Ia merasa gelisah, takut dan bahkan tidak diinginkan oleh keluarga suaminya.
Sementara itu di tempat lain, Alisha berjalan memasuki kamar pengantinnya sendiri dengan langkah ringan. Kamarnya tidak kalah indah—bahkan mungkin lebih mewah dari milik Reina. Tirai putih menghiasi jendela kamarnya, ranjang luas ber sprei satin, lampu kristal yang menghiasi langit langit kamar serta harum lavender yang memenuhi ruangan.
Ia berdiri di tengah kamar dan tersenyum puas. Ia menunggu Aditya. Menunggu malam pertama yang sejak awal memang ia rencanakan sebagai miliknya. Ia bahkan sudah melepas sebagian perhiasan dan berdandan ulang agar terlihat lebih menggoda. Di samping ranjang, lilin aromaterapi telah dinyalakan, memberikan nuansa lembut dan sensual.
“Aditya pasti akan datang ke sini dan untuk itu aku sudah siap untuk membuatnya jatuh cinta denganku.” gumam Alisha dengan penuh keyakinan.
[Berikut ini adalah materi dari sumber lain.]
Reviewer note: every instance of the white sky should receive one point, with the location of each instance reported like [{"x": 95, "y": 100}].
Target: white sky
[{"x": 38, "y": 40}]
Kediaman keluarga Wiranegara sudah jauh lebih sepi dibandingkan beberapa jam lalu. Angin malam berembus perlahan, membawa sisa aroma melati dari pelaminan yang sejak pagi menjadi pusat perhatian setiap mata.
Namun di balik semua keheningan itu, sebuah pintu kamar di lantai dua tetap menyimpan riuhnya pergolakan batin seorang perempuan yang baru saja melewati hari paling rumit dalam hidupnya.
Reina duduk di tepi ranjang besar berseprai putih itu, menggenggam ujung gaun tidurnya erat-erat. Seluruh tubuhnya terasa ringan sekaligus berat. Ranjang yang dipenuhi kelopak mawar merah membuat dadanya tak henti berdebar, terlebih ketika pikirannya berkelana pada satu pertanyaan yang terus menyiksa hatinya:
Apakah Aditya akan datang ke kamar ini?
Ia melihat kembali ke meja rias tempat buket bunga mawar putih itu terletak, seakan memanggilnya untuk dilihat sekali lagi. Buket bunga itu terlihat indah—terlalu indah untuk seorang pengantin yang tidak sepenuhnya dianggap oleh keluarga ini.
“Seandainya aku tahu apa yang harus aku lakukan,” gumam Reina pelan sembari menundukkan kepalanya.
Suaminya, lelaki yang ia cintai dengan sederhana dan tanpa banyak harapan, kini telah menjadi milik dua perempuan di hari yang sama. Dan kenyataan itu seperti bayangan besar yang menempel di dinding kamar ini.